她心算着三十五,三十五块她得在后厨烟熏火燎地干好几天才能挣到。
“老板,你别急,往这儿——”她拉着那滚烫的龟头对准了自己的阴唇中间。
庞胖子腰一挺“滋”一声整根没入,小腹撞在她屁股上发出一声闷响。
“操!”庞胖子仰着脖子叫了一声,两只手死死掐着她的胯骨,额头上的青筋都暴起来了,“钱金凤,你这屄真他妈紧!比我家那肥猪紧多了!那娘们生完孩子以后就松得跟面口袋似的,干她跟干一坨死肉一样!”

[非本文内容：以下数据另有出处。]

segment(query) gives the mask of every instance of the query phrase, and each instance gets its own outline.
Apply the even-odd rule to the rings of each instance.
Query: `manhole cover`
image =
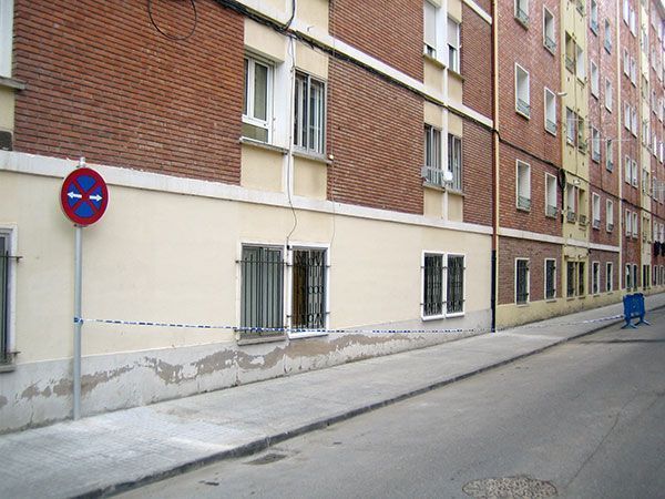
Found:
[[[284,454],[270,452],[259,457],[258,459],[247,462],[247,465],[269,465],[270,462],[280,461],[284,458],[286,458],[286,455]]]
[[[462,487],[464,493],[475,498],[540,498],[556,496],[556,487],[549,481],[529,477],[484,478]]]

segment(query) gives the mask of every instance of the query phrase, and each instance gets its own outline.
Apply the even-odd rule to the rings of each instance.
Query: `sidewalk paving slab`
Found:
[[[646,297],[647,309],[665,294]],[[250,385],[0,436],[0,498],[112,495],[236,457],[540,353],[622,304]],[[610,320],[598,320],[615,317]]]

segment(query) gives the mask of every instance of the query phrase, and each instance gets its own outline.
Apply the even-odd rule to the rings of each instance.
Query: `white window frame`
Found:
[[[552,287],[554,288],[554,295],[550,297],[548,297],[548,262],[554,262],[554,275],[552,277],[554,279],[554,282],[552,283]],[[543,297],[545,298],[545,301],[556,299],[556,292],[559,291],[556,289],[556,258],[545,258],[545,261],[543,262]]]
[[[520,79],[520,75],[523,75]],[[520,81],[525,83],[520,83]],[[522,68],[515,62],[515,112],[528,120],[531,119],[531,77],[529,71]],[[525,85],[525,86],[524,86]],[[520,101],[522,102],[523,109],[520,110]]]
[[[326,254],[325,262],[325,303],[324,303],[324,329],[325,330],[299,330],[291,332],[293,327],[293,293],[294,293],[294,252],[295,251],[306,251],[306,249],[317,249],[324,251]],[[296,338],[309,338],[313,336],[326,336],[328,334],[328,328],[330,326],[330,245],[329,244],[316,244],[316,243],[300,243],[300,242],[290,242],[289,247],[286,253],[287,257],[287,269],[286,269],[286,296],[284,299],[286,313],[285,324],[288,327],[287,334],[290,339]]]
[[[518,262],[526,262],[526,299],[524,302],[518,302]],[[514,303],[518,306],[529,305],[531,303],[531,262],[529,258],[516,257],[514,262]]]
[[[520,171],[525,171],[521,175]],[[520,204],[520,198],[524,202]],[[521,211],[531,211],[531,165],[524,161],[515,161],[515,207]]]
[[[427,256],[440,256],[441,257],[441,314],[424,315],[424,258]],[[462,312],[448,312],[448,258],[450,256],[462,258]],[[439,249],[429,251],[426,249],[420,256],[420,318],[423,322],[438,320],[450,317],[461,317],[467,313],[467,255],[464,253],[442,252]]]
[[[16,339],[16,324],[17,324],[17,263],[18,263],[18,233],[17,225],[0,225],[0,234],[6,236],[8,244],[7,249],[11,256],[7,262],[7,353],[11,360],[7,364],[0,364],[0,373],[3,370],[12,370],[14,366],[13,353],[16,353],[17,339]],[[1,249],[1,248],[0,248]]]
[[[13,0],[0,0],[0,77],[11,78]]]
[[[275,90],[275,65],[263,58],[256,57],[253,53],[245,53],[244,59],[247,61],[247,79],[245,81],[246,90],[244,91],[247,94],[247,112],[243,110],[243,123],[247,123],[248,125],[255,126],[257,129],[264,129],[266,131],[266,141],[265,143],[272,143],[273,140],[273,95]],[[266,119],[262,120],[260,118],[256,118],[254,115],[254,96],[255,96],[255,86],[254,86],[254,74],[256,71],[256,64],[260,64],[267,69],[266,72]],[[264,142],[260,139],[247,138],[249,140],[255,140],[258,142]]]
[[[544,89],[544,108],[545,131],[556,136],[556,94],[546,86]]]
[[[614,201],[605,200],[605,230],[614,231]]]

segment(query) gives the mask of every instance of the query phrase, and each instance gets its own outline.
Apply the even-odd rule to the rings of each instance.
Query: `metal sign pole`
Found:
[[[74,419],[81,417],[81,284],[82,284],[82,232],[74,226]]]

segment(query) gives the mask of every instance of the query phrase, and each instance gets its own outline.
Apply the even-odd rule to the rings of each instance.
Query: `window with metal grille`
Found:
[[[462,140],[448,134],[448,170],[452,173],[450,187],[462,192]]]
[[[422,315],[431,317],[443,314],[443,255],[424,255],[422,283]]]
[[[0,234],[0,365],[11,360],[9,353],[9,236]]]
[[[556,297],[556,261],[545,259],[545,299]]]
[[[518,258],[515,261],[515,303],[529,302],[529,261]]]
[[[284,326],[284,263],[282,248],[243,246],[241,261],[241,326],[282,328]],[[244,336],[282,335],[283,332],[243,332]]]
[[[291,266],[291,327],[326,327],[326,251],[294,249]]]
[[[307,152],[326,149],[326,85],[309,74],[296,73],[294,144]]]
[[[449,314],[464,312],[464,257],[448,255],[447,306]]]

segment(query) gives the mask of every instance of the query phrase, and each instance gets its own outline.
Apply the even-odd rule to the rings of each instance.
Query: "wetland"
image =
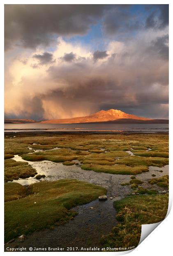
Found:
[[[6,133],[5,149],[10,247],[136,247],[166,214],[167,134]]]

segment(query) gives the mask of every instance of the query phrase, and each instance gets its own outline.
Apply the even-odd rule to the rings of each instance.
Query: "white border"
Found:
[[[158,0],[157,1],[155,0],[151,0],[150,1],[147,1],[145,0],[138,0],[138,1],[136,0],[131,0],[131,1],[127,1],[127,0],[122,0],[120,1],[119,0],[117,0],[116,1],[113,1],[109,0],[108,2],[106,2],[106,1],[103,0],[100,0],[99,1],[95,1],[92,0],[91,1],[90,0],[88,0],[86,1],[85,0],[83,0],[82,1],[82,4],[80,1],[76,1],[76,0],[69,0],[67,1],[65,0],[64,1],[55,1],[55,0],[49,0],[49,1],[45,0],[37,0],[35,1],[14,1],[14,0],[10,0],[10,1],[2,1],[2,2],[1,2],[0,4],[0,7],[1,8],[0,8],[0,19],[1,19],[0,21],[0,28],[1,28],[1,40],[0,41],[0,44],[1,46],[1,52],[2,52],[2,54],[1,55],[1,58],[0,61],[0,72],[1,73],[1,81],[2,82],[2,84],[0,85],[0,95],[1,97],[1,100],[0,101],[0,120],[1,120],[1,124],[2,125],[0,126],[0,138],[1,138],[1,145],[2,145],[2,147],[1,147],[1,154],[0,154],[0,161],[1,164],[1,167],[3,166],[3,146],[4,146],[4,62],[3,62],[3,58],[2,57],[2,56],[4,56],[4,42],[2,38],[3,37],[3,34],[4,34],[4,4],[104,4],[106,3],[108,3],[109,4],[169,4],[169,13],[170,13],[170,18],[169,18],[169,27],[171,28],[171,29],[170,31],[172,31],[172,16],[171,16],[171,14],[173,13],[173,9],[172,6],[172,5],[171,4],[171,0],[169,1],[163,1],[160,0]],[[171,29],[172,28],[172,29]],[[172,34],[169,36],[169,41],[170,41],[170,57],[171,58],[172,56],[172,47],[171,47],[171,45],[173,45],[173,40],[172,40]],[[173,65],[172,65],[172,61],[171,59],[169,62],[169,65],[170,65],[170,70],[173,70]],[[169,78],[170,78],[170,83],[171,84],[171,82],[172,81],[172,73],[171,73],[169,75]],[[172,87],[170,87],[169,90],[170,90],[170,94],[169,94],[169,97],[170,97],[170,103],[169,103],[169,110],[170,110],[170,113],[172,113],[172,110],[173,110],[173,104],[172,103],[171,98],[171,97],[172,95]],[[173,136],[172,136],[172,129],[173,127],[173,122],[171,119],[171,114],[170,116],[170,126],[169,126],[169,133],[170,133],[170,153],[171,155],[173,155],[173,149],[172,149],[172,142],[173,140]],[[173,174],[171,173],[172,168],[173,167],[172,164],[172,159],[171,157],[170,160],[170,171],[169,173],[169,177],[170,180],[170,184],[172,184],[172,180],[173,180]],[[0,183],[1,185],[0,187],[3,188],[4,185],[3,185],[3,173],[2,171],[3,168],[1,168],[1,178],[0,179]],[[172,198],[173,198],[173,188],[171,188],[172,187],[172,185],[170,186],[169,188],[169,210],[170,211],[170,207],[171,207],[171,205],[172,204]],[[3,190],[2,189],[3,192]],[[1,202],[3,204],[3,193],[1,193]],[[3,226],[3,223],[4,223],[4,218],[3,218],[3,209],[0,212],[0,220],[2,221],[2,225],[1,227]],[[157,255],[162,255],[163,254],[166,254],[166,255],[170,255],[171,254],[172,252],[172,250],[171,249],[171,245],[172,245],[172,234],[171,233],[171,225],[172,224],[172,227],[173,226],[173,210],[172,210],[171,212],[171,213],[166,218],[166,220],[163,221],[163,222],[161,223],[161,224],[159,225],[159,228],[157,228],[156,230],[155,230],[153,232],[149,235],[149,238],[147,237],[145,240],[141,244],[138,246],[138,247],[136,248],[133,251],[133,252],[131,253],[133,256],[135,256],[135,255],[137,255],[138,256],[139,255],[140,256],[145,256],[146,253],[150,253],[150,254],[152,255],[152,254],[156,254]],[[5,254],[6,253],[4,252],[4,232],[3,231],[3,230],[1,229],[1,233],[0,233],[0,251],[2,252],[3,254]],[[156,245],[157,246],[156,246]],[[126,252],[127,253],[129,253],[130,251],[127,251]],[[8,253],[9,254],[12,253]],[[17,254],[19,253],[18,252],[16,253]],[[25,254],[30,253],[29,252],[25,252]],[[32,252],[32,254],[35,253]],[[38,254],[42,253],[42,252],[37,252],[37,255],[38,256]],[[48,252],[45,253],[49,253]],[[61,254],[63,254],[63,255],[66,255],[68,253],[67,252],[62,252],[61,253]],[[72,252],[72,255],[75,255],[76,254],[76,252]],[[80,255],[83,253],[78,252],[78,254],[80,254]],[[91,253],[95,253],[95,255],[99,255],[100,254],[99,252],[85,252],[85,255],[86,254],[90,254]],[[105,252],[104,254],[106,254],[106,255],[110,254],[112,255],[112,252]],[[116,255],[120,255],[122,254],[122,253],[120,252],[119,253],[115,253]],[[123,254],[125,254],[124,252],[122,253]],[[105,255],[105,254],[104,254]]]

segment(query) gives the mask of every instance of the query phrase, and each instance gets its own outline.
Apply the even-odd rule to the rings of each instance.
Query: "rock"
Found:
[[[108,198],[106,194],[103,194],[99,197],[99,200],[107,200],[107,199]]]
[[[43,174],[43,175],[40,175],[40,174],[38,174],[38,175],[37,175],[35,178],[37,180],[40,180],[40,179],[41,179],[42,178],[45,178],[45,177],[46,176],[45,175],[44,175],[44,174]]]
[[[20,237],[18,237],[18,241],[20,241],[21,242],[23,242],[25,239],[26,238],[26,236],[25,235],[22,235]]]
[[[5,244],[10,244],[10,243],[12,243],[13,242],[14,242],[15,240],[15,239],[14,238],[13,238],[13,239],[11,239],[11,240],[10,240],[9,241],[8,241],[8,242],[6,243]]]

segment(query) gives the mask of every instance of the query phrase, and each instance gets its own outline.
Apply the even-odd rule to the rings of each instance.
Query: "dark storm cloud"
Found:
[[[21,102],[23,110],[21,111],[17,114],[5,113],[5,118],[30,119],[39,121],[43,119],[44,112],[40,95],[30,98],[25,96]]]
[[[39,61],[39,65],[46,65],[55,62],[53,59],[53,55],[49,52],[44,52],[42,55],[35,54],[33,58]]]
[[[108,56],[109,55],[107,53],[106,51],[96,51],[93,53],[93,59],[97,61],[99,59],[104,59]]]
[[[155,12],[153,12],[147,17],[145,21],[145,27],[147,28],[150,28],[155,26],[156,25],[156,21],[155,19]]]
[[[128,46],[125,49],[128,51]],[[125,60],[124,52],[117,58],[111,56],[94,69],[84,60],[81,65],[50,67],[51,80],[54,84],[63,81],[63,85],[49,90],[44,100],[48,98],[55,106],[58,102],[67,111],[75,102],[76,109],[90,106],[94,109],[92,112],[112,108],[148,117],[167,118],[167,107],[164,106],[168,103],[168,64],[157,55],[151,58],[148,48],[139,45],[133,55],[129,51]],[[148,105],[155,109],[152,115]]]
[[[76,55],[72,52],[70,53],[65,53],[62,59],[67,62],[71,62],[75,59]]]
[[[147,28],[163,29],[169,24],[169,5],[149,5],[146,9],[155,10],[148,15],[145,21]]]
[[[59,36],[85,35],[99,22],[107,36],[168,25],[168,5],[146,6],[149,14],[141,19],[128,5],[5,5],[5,49],[48,46]]]
[[[169,58],[168,41],[168,35],[165,35],[157,37],[155,40],[152,42],[152,50],[157,53],[161,58],[165,60],[168,60]]]
[[[34,48],[55,35],[83,35],[98,21],[104,5],[5,5],[5,47],[15,43]]]

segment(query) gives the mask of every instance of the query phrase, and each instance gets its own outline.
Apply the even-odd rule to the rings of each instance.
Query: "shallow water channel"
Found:
[[[38,152],[37,150],[35,152]],[[128,153],[131,155],[131,152],[130,152],[130,153]],[[53,230],[46,229],[28,235],[22,244],[16,239],[14,242],[10,244],[10,247],[22,245],[28,249],[31,246],[46,248],[59,247],[64,248],[64,251],[67,250],[67,247],[78,247],[79,249],[81,247],[101,247],[100,243],[101,236],[110,233],[117,223],[113,201],[124,197],[133,191],[130,186],[120,185],[122,183],[129,182],[130,175],[114,175],[84,170],[81,168],[80,164],[67,166],[48,161],[26,161],[18,155],[12,159],[16,161],[26,161],[36,169],[38,174],[44,174],[46,178],[41,179],[41,181],[75,179],[102,186],[107,190],[108,200],[99,201],[97,199],[75,207],[74,209],[78,211],[78,214],[68,223],[56,227]],[[80,164],[77,160],[74,161]],[[156,175],[155,178],[168,174],[168,166],[161,168],[150,166],[149,171],[138,174],[136,177],[144,182],[143,187],[155,188],[155,185],[152,186],[148,183],[148,180],[152,178],[151,175],[153,174]],[[12,182],[27,185],[40,181],[34,177],[30,177],[19,179]],[[113,199],[110,199],[111,197],[113,197]]]

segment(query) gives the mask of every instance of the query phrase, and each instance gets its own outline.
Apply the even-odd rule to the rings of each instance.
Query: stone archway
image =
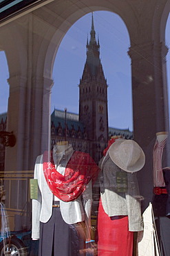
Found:
[[[11,66],[9,82],[12,83],[12,77],[17,77],[18,80],[13,80],[13,82],[16,85],[19,84],[19,108],[22,109],[21,118],[19,118],[17,110],[11,109],[12,116],[16,115],[18,121],[10,122],[8,127],[17,132],[17,142],[21,141],[24,148],[23,152],[21,152],[20,145],[17,143],[15,148],[8,149],[7,154],[14,156],[15,164],[11,166],[8,163],[6,170],[32,170],[36,156],[48,147],[50,130],[49,102],[53,84],[52,73],[54,60],[67,30],[83,15],[92,11],[103,10],[118,14],[129,31],[135,140],[145,148],[153,139],[158,129],[165,129],[166,107],[164,108],[164,100],[157,100],[156,97],[159,92],[162,93],[162,87],[159,86],[163,81],[161,72],[162,46],[159,44],[161,30],[153,28],[156,24],[162,23],[162,17],[166,3],[168,4],[169,1],[158,0],[156,2],[136,1],[132,3],[131,1],[116,0],[55,0],[1,28],[1,37],[3,38],[1,44],[2,48],[5,47],[9,38],[6,31],[10,33],[11,37],[14,28],[14,31],[19,34],[19,37],[15,38],[13,52],[10,51],[10,44],[6,46],[7,56],[9,56],[8,63],[10,62],[9,65]],[[14,38],[14,35],[12,38]],[[10,59],[14,60],[14,62]],[[17,60],[18,64],[16,65]],[[158,63],[160,70],[159,74],[156,72]],[[17,70],[16,66],[19,66]],[[19,80],[19,77],[21,79]],[[157,91],[155,90],[156,84],[156,88],[158,88]],[[151,123],[151,119],[153,120]],[[147,136],[143,137],[142,134]],[[23,155],[24,161],[20,162]]]

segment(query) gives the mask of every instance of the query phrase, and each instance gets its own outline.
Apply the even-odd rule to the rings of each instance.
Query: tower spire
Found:
[[[94,30],[94,15],[93,12],[92,12],[92,28],[90,32],[90,41],[89,44],[95,44],[96,42],[96,32]]]

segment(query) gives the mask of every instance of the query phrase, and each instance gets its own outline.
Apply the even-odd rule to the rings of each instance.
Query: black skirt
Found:
[[[78,256],[84,246],[75,225],[63,221],[60,208],[53,208],[50,220],[40,223],[39,256]]]

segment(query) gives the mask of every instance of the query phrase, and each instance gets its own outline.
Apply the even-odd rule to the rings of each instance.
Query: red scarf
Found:
[[[74,152],[62,175],[56,170],[52,156],[50,162],[47,161],[47,157],[48,152],[45,152],[43,154],[45,180],[54,195],[65,202],[77,199],[99,170],[88,154]]]

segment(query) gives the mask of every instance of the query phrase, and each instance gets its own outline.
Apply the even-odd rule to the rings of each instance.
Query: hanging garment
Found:
[[[110,217],[101,199],[98,215],[98,256],[131,256],[134,232],[129,231],[128,217]]]
[[[156,226],[150,203],[142,214],[144,230],[138,233],[137,255],[138,256],[160,256]]]
[[[164,187],[164,181],[162,170],[162,157],[167,138],[159,143],[157,140],[153,150],[153,187]]]

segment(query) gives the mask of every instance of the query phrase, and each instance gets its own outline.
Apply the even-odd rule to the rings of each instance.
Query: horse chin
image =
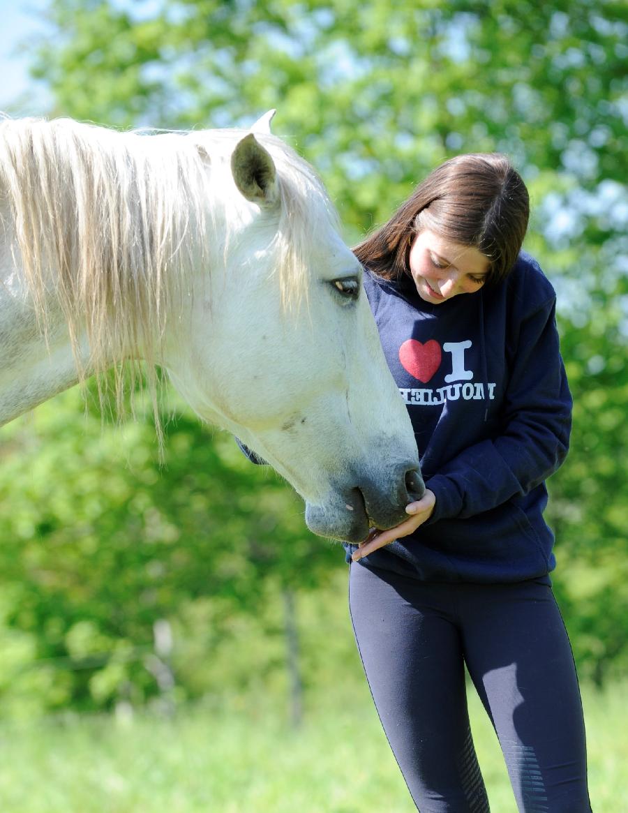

“老板娘挺好……”钱金凤趴在案板边上,声音被撞得断断续续的。
庞胖子一口唾沫啐在地上,说好个屁,你不知道她那个肚子,三层褶子叠在一起,奶子垂到肚脐眼,晚上睡觉打呼噜比我动静还大,看一眼就倒胃口,还是你好,腰是腰屁股是屁股。
他一边说一边开始动,动的力气很大,每一下都又深又猛,撞得案板上的碗碟都跟着晃荡。
钱金凤的两只手撑着案板,手背上青筋都绷起来了,指甲在木纹上抠出几道浅浅的印子。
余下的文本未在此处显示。